Graph Thinking:Connectivity:Connected Components
Connectivity is an important concept in graph thinking. From the math of connectivity in graph theory, we can identify communities/clusters of nodes/entities. One way of identifying communities in a graph is a connected component. In a connected component, each node in the component is reachable from any other node in the component. There can be weakly connected components and strongly connected components. Weak and strong refer to the direction of the edge/relationship, between the two nodes/entities. Weak connections are undirected edges and strong connections are directed edges.

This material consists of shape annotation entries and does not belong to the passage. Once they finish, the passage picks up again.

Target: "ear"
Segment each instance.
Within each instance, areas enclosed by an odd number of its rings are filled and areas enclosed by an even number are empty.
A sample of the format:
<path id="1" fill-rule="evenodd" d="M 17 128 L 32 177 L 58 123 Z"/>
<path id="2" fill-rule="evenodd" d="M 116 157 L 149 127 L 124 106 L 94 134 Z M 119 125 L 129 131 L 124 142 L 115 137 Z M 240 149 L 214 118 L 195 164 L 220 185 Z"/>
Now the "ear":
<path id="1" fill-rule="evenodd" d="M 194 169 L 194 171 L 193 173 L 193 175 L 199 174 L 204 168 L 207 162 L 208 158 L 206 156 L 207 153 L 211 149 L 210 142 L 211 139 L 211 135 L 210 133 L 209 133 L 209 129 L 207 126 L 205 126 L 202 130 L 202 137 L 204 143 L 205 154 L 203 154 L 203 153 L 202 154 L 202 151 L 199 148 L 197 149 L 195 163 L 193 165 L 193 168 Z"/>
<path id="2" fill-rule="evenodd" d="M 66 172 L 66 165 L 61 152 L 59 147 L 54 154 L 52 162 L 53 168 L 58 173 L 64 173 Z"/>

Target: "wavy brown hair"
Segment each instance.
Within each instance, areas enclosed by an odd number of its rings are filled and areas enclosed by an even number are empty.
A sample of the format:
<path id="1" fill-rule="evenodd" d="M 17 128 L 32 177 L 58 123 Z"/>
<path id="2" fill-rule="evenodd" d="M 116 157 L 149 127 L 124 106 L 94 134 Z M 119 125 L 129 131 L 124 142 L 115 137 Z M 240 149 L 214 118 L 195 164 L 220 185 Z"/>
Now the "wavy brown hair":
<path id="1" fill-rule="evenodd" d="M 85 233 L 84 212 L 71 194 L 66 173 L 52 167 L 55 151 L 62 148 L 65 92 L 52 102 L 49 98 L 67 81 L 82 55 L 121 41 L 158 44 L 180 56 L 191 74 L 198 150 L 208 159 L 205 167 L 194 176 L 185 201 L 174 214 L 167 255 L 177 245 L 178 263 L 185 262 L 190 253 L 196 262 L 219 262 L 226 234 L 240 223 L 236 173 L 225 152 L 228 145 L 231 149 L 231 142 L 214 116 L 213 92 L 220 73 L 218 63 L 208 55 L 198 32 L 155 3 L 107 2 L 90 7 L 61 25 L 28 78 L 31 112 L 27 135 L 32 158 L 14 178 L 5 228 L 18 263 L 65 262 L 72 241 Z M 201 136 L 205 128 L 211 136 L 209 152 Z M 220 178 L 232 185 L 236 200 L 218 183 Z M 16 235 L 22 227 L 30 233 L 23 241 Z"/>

Finding connected components in a graph database is an important first step graph analysis. Graph databases get too big and complex to visualize readily. Connected components in a complex system are hard to see. Understanding connected components helps us understand the underlying structure of the graph for further analysis. We might discover groups of entities that we didn’t know about before: a community cut off from the rest of the system, a vulnerability in our wide area network, or a special interest of expertise in a group of professionals.
A major challenge for enterprise databases is avoiding duplication of records. “The problem of detecting duplicates in a database can be described in terms of determining the connected components of an undirected graph.”1 Analyzing a bodies of published papers using connected components. “Citation graphs representing scientific papers contain valuable information about levels of scholarly activity and provide measures of academic productivity”2 To understand the influence and power of Multi-National Corporations “a complex network analysis is needed in order to uncover the structure of control and its implications.”3 The authors found a strongly connected component at the center, “in other words, this is a tightly-knit group of corporations that cumulatively hold the majority share of each other.”3
Connected components play a key role in fraud detection.4 A ring of fraudsters can be identified by a users sharing the same address or phone number and are opening a variety of credit accounts in a defined time period. In social networks, connected component searches can find groups of strongly connected people not previously identified. And connected component analysis can unlock patterns in the groups identified.
In the powerful realm of graph thinking, connectivity is an important concept to understand and apply. Modeling our data as a graph will enable the application of connected component searches to discover patterns in our data we cannot find in a relational model. Do you think about your data in terms of connectivity? Do you think about your data in terms of communities or cluster patterns? Do you want to? If you want to learn more about graph thinking please contact me and visit Graph Thinking Workshops
1-Monge, Alavaro, E., Elkan, Charles P., An efficient domain-independent algorithm for detecting approximately duplicate database records, 1997. http://citeseerx.ist.psu.edu/viewdoc/summary?doi=10.1.1.28.8405
2-Yuan, An, Janssen, Jeannette, Milios, Evangelos E., Characterizing and Mining the Citation Graph of the Computer Science Literature, 2004. http://www.cs.toronto.edu/~yuana/research/publications/kais.pdf
3- Vitali, Stephania, Glattfelder, James B., Battiston, Stefano, The Network of Global Control, 2011. http://journals.plos.org/plosone/article/file?id=10.1371/journal.pone.0025995&type=printable
4-Scifo, Estelle, Hands-On Graph Analytics with Neo4j, Packt Publishing, 2020, page 308.